Chez moi, à Rouyn-Noranda, il y a une église orthodoxe russe à côté d’une église ukrainienne. Elles sont voisines. C’est difficile d’en regarder une sans apercevoir l’autre du coin de l’œil. Et en face, il y a moi.
« Le Parlement russe autorise une action militaire en Ukraine», en gros titre partout. Les médias font leurs choux gras de cet évènement déplorable depuis quelques jours. Ils font leur travail. Pour ma part, en tant qu’artiste, je ferai le mien cet été, avec la troupe Brind’folie, en mettant en scène du théâtre d’Anton Tchekhov, un Russe.
Afin de connaitre mon sujet et de comprendre l’auteur, je me dois de prendre un bain de sa culture. Pour ce faire, je fouille l’internet, la littérature et la cinématographie russes afin d’établir des parallèles, de trouver de similitudes puis, en retournant au texte (texte- du latin textus- tissu- tissu humain), je me rends compte que tout est là, devant moi, dans les mots d’un homme qui voyait dans ses compatriotes la même humanité dont sont constitués les miens, que la thématique (les relations homme-femme) des trois œuvres que nous avons sélectionnées est un fil universel capable de relier les constellations les plus éloignées.

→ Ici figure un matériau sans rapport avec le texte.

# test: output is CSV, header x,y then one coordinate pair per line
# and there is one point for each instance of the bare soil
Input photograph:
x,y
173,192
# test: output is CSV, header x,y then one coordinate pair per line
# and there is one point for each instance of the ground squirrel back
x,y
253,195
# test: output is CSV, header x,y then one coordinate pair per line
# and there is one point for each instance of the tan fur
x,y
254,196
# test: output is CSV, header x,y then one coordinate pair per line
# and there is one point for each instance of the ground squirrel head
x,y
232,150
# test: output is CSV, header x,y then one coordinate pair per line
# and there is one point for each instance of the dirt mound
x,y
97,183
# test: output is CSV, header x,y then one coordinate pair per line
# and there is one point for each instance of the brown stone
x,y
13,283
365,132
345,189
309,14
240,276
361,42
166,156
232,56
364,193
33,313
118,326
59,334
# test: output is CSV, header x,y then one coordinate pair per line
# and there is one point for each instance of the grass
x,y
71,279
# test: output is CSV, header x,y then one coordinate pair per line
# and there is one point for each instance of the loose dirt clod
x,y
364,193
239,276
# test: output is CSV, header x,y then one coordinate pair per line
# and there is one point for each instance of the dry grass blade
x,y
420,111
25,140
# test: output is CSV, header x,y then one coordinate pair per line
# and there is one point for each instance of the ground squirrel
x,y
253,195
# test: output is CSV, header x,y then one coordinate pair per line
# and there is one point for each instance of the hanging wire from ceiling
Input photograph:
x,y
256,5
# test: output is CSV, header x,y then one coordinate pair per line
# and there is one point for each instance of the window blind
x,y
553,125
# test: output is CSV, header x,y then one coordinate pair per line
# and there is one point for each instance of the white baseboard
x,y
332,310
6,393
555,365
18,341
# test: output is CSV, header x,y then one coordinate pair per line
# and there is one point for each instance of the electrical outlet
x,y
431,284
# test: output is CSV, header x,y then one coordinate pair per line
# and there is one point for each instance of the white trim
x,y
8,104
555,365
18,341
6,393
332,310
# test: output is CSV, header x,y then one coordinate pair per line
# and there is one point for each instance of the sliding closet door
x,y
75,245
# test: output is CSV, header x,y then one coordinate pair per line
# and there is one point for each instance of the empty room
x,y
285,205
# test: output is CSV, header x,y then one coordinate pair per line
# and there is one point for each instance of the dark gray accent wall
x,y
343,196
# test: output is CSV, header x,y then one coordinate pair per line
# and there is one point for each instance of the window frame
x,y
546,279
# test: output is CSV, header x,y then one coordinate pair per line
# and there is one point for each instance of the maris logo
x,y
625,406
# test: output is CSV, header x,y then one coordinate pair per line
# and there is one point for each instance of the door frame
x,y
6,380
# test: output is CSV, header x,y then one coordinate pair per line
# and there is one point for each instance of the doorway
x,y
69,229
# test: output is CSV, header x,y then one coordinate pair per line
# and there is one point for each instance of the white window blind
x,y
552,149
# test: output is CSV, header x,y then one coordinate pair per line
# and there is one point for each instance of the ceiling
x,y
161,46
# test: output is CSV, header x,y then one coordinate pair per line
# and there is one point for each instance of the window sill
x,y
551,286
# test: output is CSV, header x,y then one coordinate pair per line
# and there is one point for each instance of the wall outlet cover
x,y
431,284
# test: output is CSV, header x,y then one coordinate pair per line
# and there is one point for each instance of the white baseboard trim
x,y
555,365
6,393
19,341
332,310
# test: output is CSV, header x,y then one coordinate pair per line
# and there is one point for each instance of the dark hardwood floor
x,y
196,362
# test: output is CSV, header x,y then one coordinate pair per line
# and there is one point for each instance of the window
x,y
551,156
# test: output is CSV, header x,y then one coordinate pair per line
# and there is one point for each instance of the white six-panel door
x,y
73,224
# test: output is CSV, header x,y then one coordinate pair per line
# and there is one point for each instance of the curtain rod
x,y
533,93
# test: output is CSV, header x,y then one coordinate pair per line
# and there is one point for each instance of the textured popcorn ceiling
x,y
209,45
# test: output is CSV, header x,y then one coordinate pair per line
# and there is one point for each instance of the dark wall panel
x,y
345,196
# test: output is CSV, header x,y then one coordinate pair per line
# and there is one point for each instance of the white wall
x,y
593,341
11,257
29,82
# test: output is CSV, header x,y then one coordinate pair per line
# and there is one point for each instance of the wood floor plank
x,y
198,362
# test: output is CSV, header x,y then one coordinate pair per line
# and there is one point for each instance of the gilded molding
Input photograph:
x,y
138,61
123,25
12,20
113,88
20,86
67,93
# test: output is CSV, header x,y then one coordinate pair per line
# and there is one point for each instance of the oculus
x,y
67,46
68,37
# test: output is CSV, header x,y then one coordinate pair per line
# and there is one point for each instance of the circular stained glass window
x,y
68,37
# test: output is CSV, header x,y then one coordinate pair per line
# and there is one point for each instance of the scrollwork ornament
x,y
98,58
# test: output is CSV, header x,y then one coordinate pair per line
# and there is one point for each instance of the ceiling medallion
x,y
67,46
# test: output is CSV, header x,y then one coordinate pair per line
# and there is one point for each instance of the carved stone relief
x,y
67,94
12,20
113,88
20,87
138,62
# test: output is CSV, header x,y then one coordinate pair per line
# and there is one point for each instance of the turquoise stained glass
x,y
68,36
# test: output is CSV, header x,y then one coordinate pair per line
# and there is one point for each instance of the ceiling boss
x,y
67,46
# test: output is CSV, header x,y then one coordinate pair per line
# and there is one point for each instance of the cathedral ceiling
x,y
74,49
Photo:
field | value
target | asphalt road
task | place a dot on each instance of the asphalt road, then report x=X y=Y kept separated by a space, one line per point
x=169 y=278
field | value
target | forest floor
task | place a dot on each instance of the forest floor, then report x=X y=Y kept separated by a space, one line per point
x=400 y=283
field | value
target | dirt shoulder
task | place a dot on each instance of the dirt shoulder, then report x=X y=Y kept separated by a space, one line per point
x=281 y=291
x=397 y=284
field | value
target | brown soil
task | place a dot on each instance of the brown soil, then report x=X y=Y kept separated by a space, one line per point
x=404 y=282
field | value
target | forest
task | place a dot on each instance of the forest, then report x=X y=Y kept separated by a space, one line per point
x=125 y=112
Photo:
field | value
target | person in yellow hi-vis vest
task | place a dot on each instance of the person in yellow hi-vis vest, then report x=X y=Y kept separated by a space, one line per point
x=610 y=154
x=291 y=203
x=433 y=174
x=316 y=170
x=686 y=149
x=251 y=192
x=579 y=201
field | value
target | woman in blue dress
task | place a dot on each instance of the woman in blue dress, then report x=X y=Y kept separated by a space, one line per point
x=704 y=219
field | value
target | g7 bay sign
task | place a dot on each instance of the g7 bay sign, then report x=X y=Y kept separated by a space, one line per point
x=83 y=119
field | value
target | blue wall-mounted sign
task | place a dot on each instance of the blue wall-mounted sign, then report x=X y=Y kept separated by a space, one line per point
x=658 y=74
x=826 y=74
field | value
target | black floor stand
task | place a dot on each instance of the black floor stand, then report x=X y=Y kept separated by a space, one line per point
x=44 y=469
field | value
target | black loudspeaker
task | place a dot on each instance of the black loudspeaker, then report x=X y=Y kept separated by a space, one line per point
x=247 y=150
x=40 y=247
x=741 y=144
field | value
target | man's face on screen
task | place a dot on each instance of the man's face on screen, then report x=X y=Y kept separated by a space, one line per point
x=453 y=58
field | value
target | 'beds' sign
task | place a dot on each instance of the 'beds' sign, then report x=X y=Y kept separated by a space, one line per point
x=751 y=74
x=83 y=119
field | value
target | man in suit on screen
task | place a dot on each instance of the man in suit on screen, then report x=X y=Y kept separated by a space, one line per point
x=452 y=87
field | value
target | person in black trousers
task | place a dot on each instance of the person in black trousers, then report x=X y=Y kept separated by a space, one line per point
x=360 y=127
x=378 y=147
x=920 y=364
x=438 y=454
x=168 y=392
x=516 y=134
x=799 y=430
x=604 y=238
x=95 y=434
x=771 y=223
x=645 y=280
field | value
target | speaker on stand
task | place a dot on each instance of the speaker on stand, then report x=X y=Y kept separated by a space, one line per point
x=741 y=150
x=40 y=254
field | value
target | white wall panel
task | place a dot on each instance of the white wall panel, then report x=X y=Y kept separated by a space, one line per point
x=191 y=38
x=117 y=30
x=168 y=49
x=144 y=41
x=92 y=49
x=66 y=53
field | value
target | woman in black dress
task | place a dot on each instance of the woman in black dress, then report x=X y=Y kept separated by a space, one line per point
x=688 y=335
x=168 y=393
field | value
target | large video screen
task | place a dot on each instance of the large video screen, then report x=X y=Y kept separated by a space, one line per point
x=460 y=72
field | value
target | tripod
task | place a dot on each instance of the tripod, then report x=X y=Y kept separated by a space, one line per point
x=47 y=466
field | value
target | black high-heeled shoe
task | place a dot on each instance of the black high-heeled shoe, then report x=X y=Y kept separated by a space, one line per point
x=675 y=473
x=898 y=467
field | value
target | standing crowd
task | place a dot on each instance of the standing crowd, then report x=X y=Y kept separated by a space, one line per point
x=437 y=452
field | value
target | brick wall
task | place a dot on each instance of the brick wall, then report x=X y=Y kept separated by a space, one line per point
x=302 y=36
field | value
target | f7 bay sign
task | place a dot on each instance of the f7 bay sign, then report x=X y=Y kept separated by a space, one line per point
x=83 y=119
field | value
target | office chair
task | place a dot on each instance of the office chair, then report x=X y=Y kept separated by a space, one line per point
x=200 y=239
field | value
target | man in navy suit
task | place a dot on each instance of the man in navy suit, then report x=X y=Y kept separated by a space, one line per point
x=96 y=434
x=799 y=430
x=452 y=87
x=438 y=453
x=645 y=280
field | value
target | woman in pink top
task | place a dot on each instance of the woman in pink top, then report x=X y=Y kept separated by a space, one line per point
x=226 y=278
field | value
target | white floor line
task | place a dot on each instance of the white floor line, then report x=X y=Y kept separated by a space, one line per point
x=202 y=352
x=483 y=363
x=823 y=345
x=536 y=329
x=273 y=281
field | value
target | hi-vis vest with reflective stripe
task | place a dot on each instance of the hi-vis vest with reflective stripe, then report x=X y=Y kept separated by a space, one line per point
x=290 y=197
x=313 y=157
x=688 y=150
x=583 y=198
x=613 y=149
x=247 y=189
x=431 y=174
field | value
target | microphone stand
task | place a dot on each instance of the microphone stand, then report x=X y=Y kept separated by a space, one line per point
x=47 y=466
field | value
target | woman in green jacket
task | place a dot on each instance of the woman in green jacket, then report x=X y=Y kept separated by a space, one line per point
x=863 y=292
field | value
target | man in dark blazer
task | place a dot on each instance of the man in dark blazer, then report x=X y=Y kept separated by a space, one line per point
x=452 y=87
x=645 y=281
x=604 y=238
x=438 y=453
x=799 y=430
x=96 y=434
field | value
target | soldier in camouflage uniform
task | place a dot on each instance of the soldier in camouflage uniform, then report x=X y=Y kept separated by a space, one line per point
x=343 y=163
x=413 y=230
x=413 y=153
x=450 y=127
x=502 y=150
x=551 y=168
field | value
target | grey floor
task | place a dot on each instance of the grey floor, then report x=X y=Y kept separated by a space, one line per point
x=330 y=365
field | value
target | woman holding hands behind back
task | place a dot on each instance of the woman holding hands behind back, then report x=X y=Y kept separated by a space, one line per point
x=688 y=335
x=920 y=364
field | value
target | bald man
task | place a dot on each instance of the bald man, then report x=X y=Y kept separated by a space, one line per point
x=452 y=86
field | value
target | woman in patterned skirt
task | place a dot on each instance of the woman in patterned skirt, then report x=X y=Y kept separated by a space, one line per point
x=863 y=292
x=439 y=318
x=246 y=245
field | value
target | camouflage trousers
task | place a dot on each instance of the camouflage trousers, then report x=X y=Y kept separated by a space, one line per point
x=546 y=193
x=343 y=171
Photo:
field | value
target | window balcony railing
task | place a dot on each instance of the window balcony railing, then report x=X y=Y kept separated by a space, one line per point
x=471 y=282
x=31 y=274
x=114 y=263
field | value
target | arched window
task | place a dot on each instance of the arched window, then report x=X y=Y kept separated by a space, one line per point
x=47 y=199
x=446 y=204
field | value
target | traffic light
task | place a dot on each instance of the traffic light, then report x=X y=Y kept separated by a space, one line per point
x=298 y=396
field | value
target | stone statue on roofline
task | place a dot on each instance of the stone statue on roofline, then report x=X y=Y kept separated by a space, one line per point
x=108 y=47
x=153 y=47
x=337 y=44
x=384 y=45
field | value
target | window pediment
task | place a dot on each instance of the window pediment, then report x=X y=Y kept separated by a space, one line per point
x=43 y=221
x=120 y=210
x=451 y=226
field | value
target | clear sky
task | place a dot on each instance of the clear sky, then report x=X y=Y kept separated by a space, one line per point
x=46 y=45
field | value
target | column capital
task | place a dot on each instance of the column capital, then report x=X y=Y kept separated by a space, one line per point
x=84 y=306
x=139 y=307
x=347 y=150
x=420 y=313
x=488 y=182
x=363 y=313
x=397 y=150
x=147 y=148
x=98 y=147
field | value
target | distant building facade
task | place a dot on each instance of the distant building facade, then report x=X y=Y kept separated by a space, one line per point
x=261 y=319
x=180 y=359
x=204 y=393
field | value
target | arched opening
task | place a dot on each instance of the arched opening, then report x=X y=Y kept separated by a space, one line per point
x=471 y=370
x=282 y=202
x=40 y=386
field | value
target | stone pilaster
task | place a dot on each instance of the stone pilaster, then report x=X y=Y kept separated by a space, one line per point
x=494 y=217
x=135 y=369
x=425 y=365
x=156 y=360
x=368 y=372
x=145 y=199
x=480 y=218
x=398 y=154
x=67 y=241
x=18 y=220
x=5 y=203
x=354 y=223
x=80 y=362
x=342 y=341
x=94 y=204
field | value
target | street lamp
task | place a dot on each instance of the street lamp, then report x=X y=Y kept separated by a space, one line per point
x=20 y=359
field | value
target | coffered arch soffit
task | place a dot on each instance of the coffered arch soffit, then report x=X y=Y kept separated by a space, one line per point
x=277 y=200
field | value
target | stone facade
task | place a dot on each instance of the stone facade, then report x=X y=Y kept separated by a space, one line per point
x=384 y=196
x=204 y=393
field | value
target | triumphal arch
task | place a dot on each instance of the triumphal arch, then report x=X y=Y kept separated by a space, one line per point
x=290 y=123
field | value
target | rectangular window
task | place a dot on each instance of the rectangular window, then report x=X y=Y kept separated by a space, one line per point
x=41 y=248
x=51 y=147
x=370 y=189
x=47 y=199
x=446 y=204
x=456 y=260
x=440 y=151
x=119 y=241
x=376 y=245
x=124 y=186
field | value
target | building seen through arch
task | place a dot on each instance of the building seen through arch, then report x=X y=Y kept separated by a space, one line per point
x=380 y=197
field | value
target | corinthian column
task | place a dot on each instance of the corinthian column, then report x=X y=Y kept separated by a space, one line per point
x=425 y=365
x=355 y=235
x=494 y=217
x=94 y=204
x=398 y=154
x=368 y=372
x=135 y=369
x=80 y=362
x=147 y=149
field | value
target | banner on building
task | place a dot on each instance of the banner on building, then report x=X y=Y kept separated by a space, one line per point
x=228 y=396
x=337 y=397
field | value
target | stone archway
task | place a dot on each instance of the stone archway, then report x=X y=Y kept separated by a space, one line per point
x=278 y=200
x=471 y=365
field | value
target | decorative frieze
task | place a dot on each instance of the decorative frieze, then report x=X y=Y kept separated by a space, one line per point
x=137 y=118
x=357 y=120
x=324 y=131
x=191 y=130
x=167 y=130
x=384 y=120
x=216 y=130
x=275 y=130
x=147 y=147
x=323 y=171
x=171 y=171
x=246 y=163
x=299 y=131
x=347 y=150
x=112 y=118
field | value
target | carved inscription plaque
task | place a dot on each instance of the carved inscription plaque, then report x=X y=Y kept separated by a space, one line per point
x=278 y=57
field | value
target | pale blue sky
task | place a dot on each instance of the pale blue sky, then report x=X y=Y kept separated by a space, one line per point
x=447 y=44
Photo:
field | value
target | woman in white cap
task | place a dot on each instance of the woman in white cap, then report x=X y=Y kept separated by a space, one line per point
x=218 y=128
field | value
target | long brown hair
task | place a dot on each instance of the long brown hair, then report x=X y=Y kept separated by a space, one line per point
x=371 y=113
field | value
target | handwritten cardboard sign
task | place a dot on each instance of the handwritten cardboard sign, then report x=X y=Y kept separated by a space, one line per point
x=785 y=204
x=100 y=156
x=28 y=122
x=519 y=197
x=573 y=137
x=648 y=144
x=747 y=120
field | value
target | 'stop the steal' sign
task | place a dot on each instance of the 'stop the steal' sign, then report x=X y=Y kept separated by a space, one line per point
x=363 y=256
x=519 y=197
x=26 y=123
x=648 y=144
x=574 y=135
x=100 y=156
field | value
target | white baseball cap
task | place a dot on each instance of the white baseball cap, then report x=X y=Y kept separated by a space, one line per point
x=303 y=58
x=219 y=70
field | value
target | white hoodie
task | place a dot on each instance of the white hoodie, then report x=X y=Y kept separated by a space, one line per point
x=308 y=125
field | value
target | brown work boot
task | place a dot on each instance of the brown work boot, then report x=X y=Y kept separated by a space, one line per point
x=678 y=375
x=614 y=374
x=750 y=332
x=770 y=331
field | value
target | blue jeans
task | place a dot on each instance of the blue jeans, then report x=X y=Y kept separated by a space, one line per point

Outre les relations homme-femme qui nous rassemblent et transcendent nos différences culturelles, nous partageons des territoires similaires, constitués de régions immenses et faiblement peuplées, sans compter le climat boréal qui est pratiquement identique. Pas étonnant que des Russes se soient acclimatés à notre austère coin de pays. Et si, comme disait l’autre, le caractère d’un peuple est façonné par le territoire qu’il occupe, nous devons sûrement partager plusieurs autres traits et coutumes. Cela me fait penser à l’histoire de mon grand-père qui, en compagnie de son frère Jean-Paul, faisait fermenter des épluchures de patates avec du sucre dans un coin secret de l’étable à l’abri du regard de leur père. Ils se sont fait pogner. Mon grand-père Arthur a toujours soutenu que son père avait, bien qu’il ne l’eût jamais avoué, bu cette vodka artisanale.
Par contre, ce qui est projeté sur ma télévision depuis l’avant Sotchi est principalement constitué de nos différences et l’est encore plus depuis l’effondrement du gouvernement ukrainien. À en croire tout ce que je vois et entends, il ne ressort de cette culture à peu près rien de positif. Et c’est encore pire, lorsque je m’aventure sur les médias sociaux. Ouf! Certains Occidentaux «civilisés» les comparant même à des barbares à qui nous devrions régler le cas en appuyant sur un bouton.
Soyons clairs. Je n’embarque pas dans la politique de l’invasion, qui a une dynamique ethnico-linguistique et des racines historiques particulièrement complexes mais, même si l’invasion est troublante et viole le droit international, ce n’est pas la condamnation du régime russe qui soulève mon indignation, mais bien la condamnation d’un peuple entier, qu’on assimile à tort au régime, qui a pris ces actions politiques et militaires.
Je suis comédien. En Amérique du nord, l’école de pensée chouchou des artistes de la scène tire ses origines de l’ActorStudio à New York, que dirigeait à l’époque Lee Strasberg. L’auteur principal de cette méthode est Constantin Stanislavski, un Russe, un autre, collègue et ami d’Anton Tchekhov. Il a mis en scène et joué dans plusieurs de ses pièces avant d’aboutir à New York et de révolutionner le jeu de l’acteur. Son livreLa formation de l’acteur fait office de bible pour la majorité de vos vedettes préférées. Le fait que les stars du cinéma hollywoodien s’appuient sur une théorie russe pour pratiquer leur métier à l’intérieur d’une industrie érigée comme un outil de propagande idéologique pro-américaine, me fait sourire. Pourtant, il n’y dans ce rictus aucune ironie, mais le sentiment de sentir l’amour universel qui guide cette main mystérieuse qui dessine la vie.
L’histoire est faite de murs que l’on bâtit un jour pour débâtir plus tard. Des années de guerre froide nous ont maintenus dans l’ignorance de ce peuple fascinant et les ont l’ont baigné dans cette même ignorance face à nous. Je suggère au peuple Témiscabitibien, en ces temps où tout semble nous couper de nos frères de l’Est, de pencher vers l’art, en l’occurrence le théâtre, afin de prendre les briques du mur pour en faire un pont d’humanité, de marcher vers le peuple russe sur le grand trait d’union qu’Anton Tchekhov a tracé. À nous maintenant de satisfaire la curiosité de ceux qui viendront nous voir en soulevant de cette œuvre ce qui fait de nous des êtres semblables.
Chez moi, il y a une église orthodoxe russe à côté d’une église ukrainienne. En face, il y a nous.